BlueGold reflected Andurand’s lavish but quiet style, operating more like a library than a testosterone-fueled trading floor. On a standard day, he would only make three or four trades, building larger positions over time. In between those trades, he researched the oil markets or spoke to friends about what they were seeing and doing. Working at that slow pace, it took him several months to piece together a large position of between 10,000 and 15,000 individual contracts, in this case mostly options, or the right to buy crude at levels considerably higher in the Brent crude market.

And Brent continued moving up. By the end of May, the contract had ripped through the once-significant $100 mark and was trading above $120. BlueGold was now managing $700 million. Some of the options it had bought moved up a remarkable $27 in a total of fourteen trading sessions, the firm noted in an investor letter, shifting one of the essential oil markets from “backwardation,” where future prices were predicted to be lower than the current ones, to what traders call “contango,” in which future prices were expected to be higher. (The latter, which was thought
to be a bastardized version of the nineteenth-century stock-trading term “continuation,” meaning to keep a short-term hold on a trading account from one finalization date to the next, was exotic compared to its less imaginative opposite.)

The trade was a huge score. Around the office, though, there were no high fives or champagne popping. Andurand was waiting for things to turn.

By the early summer of 2008, Brent futures were trading at stratospheric prices. Meanwhile, the U.S. markets were in distress. Bear Stearns had collapsed into JPMorgan Chase’s arms, Lehman Brothers was flirting with failure, and housing in the U.S. was tumbling downward. No matter how great the demand out of China, the breathless pace of commodities prices would have to slow.

BlueGold’s partners told investors their optimism had cooled. After crude oil hit $135, Andurand and Crema wrote in an investor letter, the fund had sold off some of the positions it had taken when betting that crude would trade much higher in the longer term, and focused those bets more on the immediate future. BlueGold was now effectively betting that the price of crude would stay high for the next few months, but fall sharply in the coming few years.

Andurand was nervous. Every day he’d get up and pore through the overnight market reports, searching for clues. Mornings were typically slow in London’s commodity markets, so he had plenty of time to bum around his Knightsbridge apartment and worry. There was a lot of noise about the broad market’s movements, mushrooming crises in the banking and mortgage sectors, and stubbornly high crude futures, which had become the source of much hand-wringing in the U.S., where members of Congress
were convening hearings almost weekly to address the public’s outrage over ballooning costs of gas and other products.

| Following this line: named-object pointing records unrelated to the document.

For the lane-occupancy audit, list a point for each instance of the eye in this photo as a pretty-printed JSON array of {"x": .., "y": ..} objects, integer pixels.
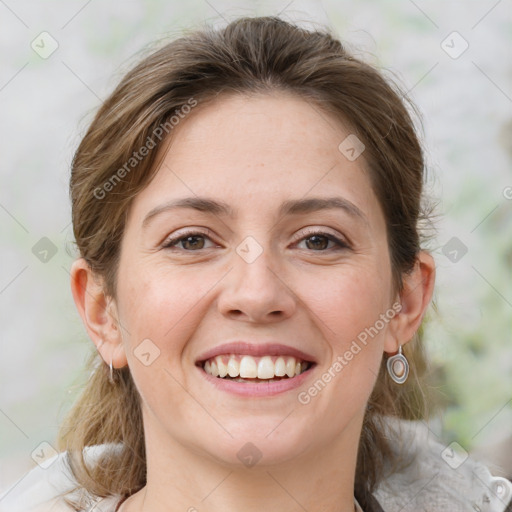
[
  {"x": 318, "y": 241},
  {"x": 191, "y": 241}
]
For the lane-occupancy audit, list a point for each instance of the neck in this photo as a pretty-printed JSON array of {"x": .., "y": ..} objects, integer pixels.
[{"x": 186, "y": 480}]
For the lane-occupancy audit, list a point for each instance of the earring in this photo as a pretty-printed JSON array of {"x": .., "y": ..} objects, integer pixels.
[
  {"x": 398, "y": 367},
  {"x": 111, "y": 374}
]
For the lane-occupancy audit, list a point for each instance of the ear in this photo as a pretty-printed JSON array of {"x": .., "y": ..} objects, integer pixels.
[
  {"x": 98, "y": 312},
  {"x": 418, "y": 287}
]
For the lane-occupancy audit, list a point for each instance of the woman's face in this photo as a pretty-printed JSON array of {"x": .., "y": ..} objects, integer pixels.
[{"x": 277, "y": 245}]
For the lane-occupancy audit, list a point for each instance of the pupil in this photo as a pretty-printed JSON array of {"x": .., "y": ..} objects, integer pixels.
[
  {"x": 318, "y": 238},
  {"x": 193, "y": 245}
]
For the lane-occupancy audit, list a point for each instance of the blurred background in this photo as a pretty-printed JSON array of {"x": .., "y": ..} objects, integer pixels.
[{"x": 60, "y": 59}]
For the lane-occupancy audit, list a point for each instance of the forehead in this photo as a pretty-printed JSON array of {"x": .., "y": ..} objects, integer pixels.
[{"x": 248, "y": 151}]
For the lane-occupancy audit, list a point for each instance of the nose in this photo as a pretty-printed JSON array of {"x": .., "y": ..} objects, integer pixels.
[{"x": 257, "y": 291}]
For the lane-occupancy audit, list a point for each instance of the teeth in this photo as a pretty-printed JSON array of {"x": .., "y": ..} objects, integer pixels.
[
  {"x": 265, "y": 368},
  {"x": 248, "y": 367},
  {"x": 290, "y": 367},
  {"x": 223, "y": 369},
  {"x": 280, "y": 367},
  {"x": 233, "y": 367}
]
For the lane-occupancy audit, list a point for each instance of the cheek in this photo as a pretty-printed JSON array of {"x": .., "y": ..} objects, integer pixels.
[{"x": 163, "y": 304}]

But there was little a newspaper could tell Andurand that would ultimately change his thinking. For all his research, he traded essentially on gut instinct. It was clear to him that things had recently shifted, and that the price of crude and refined products would be depressed by the global tumult. He thought all this would bear out in the coming months; he just wasn’t sure when.

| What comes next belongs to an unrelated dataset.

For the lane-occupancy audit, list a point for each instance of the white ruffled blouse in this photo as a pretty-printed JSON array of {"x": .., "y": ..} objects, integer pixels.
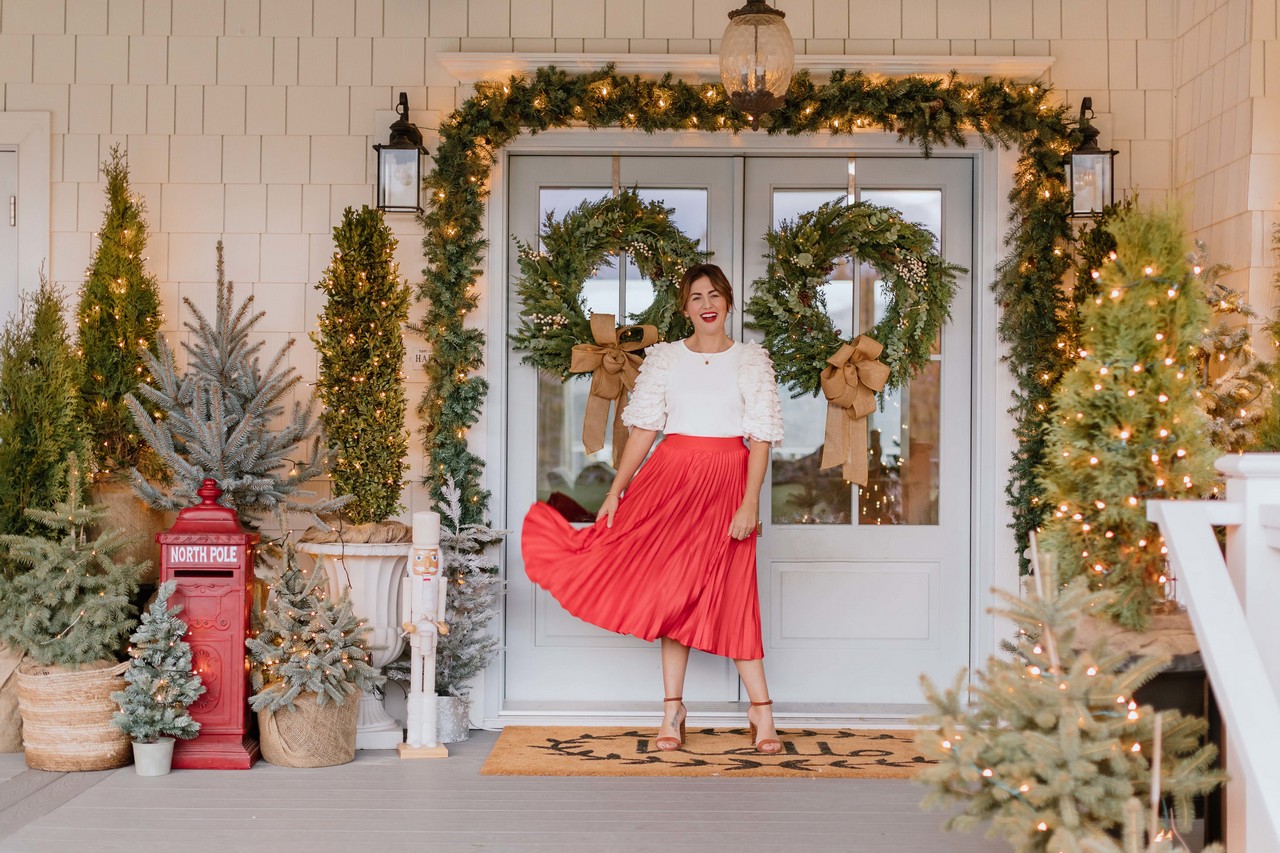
[{"x": 714, "y": 395}]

The rest of the market appeared equally torn. As a result, oil prices fluctuated multiple dollars per day, in huge moves at a time. The argument for higher prices was that geopolitical issues—threats of a possible
nuclear weapon in Iran, or labor strikes in Nigeria—would crimp the production of oil, leading to sticker shock for the supplies that were available. The case for lower prices was that the U.S. credit crisis was worsening, dampening orders and spending in other continents and ultimately risking oversupply of crude.

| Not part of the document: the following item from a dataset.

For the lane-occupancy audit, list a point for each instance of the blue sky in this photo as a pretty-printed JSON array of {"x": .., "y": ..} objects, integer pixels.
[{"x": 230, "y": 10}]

Longtime market watchers were stumped by the mixed messages, and some even argued to reporters that the oil market was broken. “
This whole industry has been absolutely turned on its head,” an energy analyst told the
New York Times
. Price moves that had once taken five years, the
Times
pointed out, were now taking far less time—such as the $60 upswing that had occurred over the prior twelve months. Overall, prices had been climbing for seven straight years, the
Times
added—a trend unheard of since oil drilling began in the 1850s.